Verurteilter Ex-Spion darf USA verlassen: Jonathan Pollard sagte bye

Sein Fall hatte das Verhältnis zwischen den USA und Israel über Jahrzehnte belastet. Nun darf ein ehemaliger Spion aus den USA ausreisen.

Ein Mann mit Glatze und Kippa trägt einen Anzug und blickt in die Kamera

Die Aufregung um ihn hatte sich zuletzt gelegt: Ex-Spion Jonathan Pollard Foto: Brendan McDermid/reuters

Aus dem Gefängnis war Jonathan Pollard schon 2015 entlassen worden. 30 Jahre seiner lebenslangen Haftstrafe hatte er da abgesessen. Jetzt, mit inzwischen 66 Jahren, kann Pollard nach Ablauf seiner fünfjährigen Bewährungsfrist die USA verlassen. Er will nach Israel zu seiner Frau ziehen, sagen die Anwälte eines der prominentesten Spione, die je in den USA gefasst und verurteilt wurden.

Der US-Staatsbürger Jonathan Pollard war 1985 ertappt worden, als er als Nachrichtenoffizier der US-Marine über Dokumente verfügte, die nicht zu seinem Aufgabenprofil passten. Vom FBI befragt, hatte er schließlich zugegeben, gegen Bezahlung für Israel spioniert zu haben, war dafür angeklagt und 1987 zu lebenslanger Haft verurteilt worden.

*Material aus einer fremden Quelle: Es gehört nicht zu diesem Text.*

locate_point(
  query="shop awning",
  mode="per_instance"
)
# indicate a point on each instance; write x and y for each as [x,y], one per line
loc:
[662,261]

Die damaligen Geheimdienste der USA waren entsetzt über das Ausmaß der als geheim eingestuften Informationen, die Pollard Israel zur Verfügung gestellt hatte. Sie sorgten dafür, dass alle Bitten Israels um vorzeitige Haftentlassung Pollards stets abgelehnt wurden, obwohl die USA dem Land in enger Partnerschaft verbunden waren. 1995 verlieh Israel Pollard die israelische Staatsbürgerschaft, bis heute feiert es ihn als Helden. Seine Frau, die mit ihm gemeinsam, aber nur zu 5 Jahren Haft verurteilt worden war, wurde 1989 freigelassen. Kurz darauf ließen sich die beiden scheiden.

Abschiedsgeschenk Trumps an Netanjahu

Der Fall Pollard bildete über mehrere Jahrzehnte eine der wenigen schweren Belastungen im US-amerikanisch-israelischen Verhältnis. Als Pollard 2015 nach Verbüßung von 30 Jahren Haft die Freilassung gewährt wurde, interpretierte man das auch als Versuch der damaligen Regierung unter Präsident Barack Oba­ma, damit die Regierung Netanjahu zu einer weniger harten Ablehnung des Atomabkommens mit Iran zu bewegen. Wenn das tatsächlich der Plan gewesen sein sollte, so hat er nicht funktioniert.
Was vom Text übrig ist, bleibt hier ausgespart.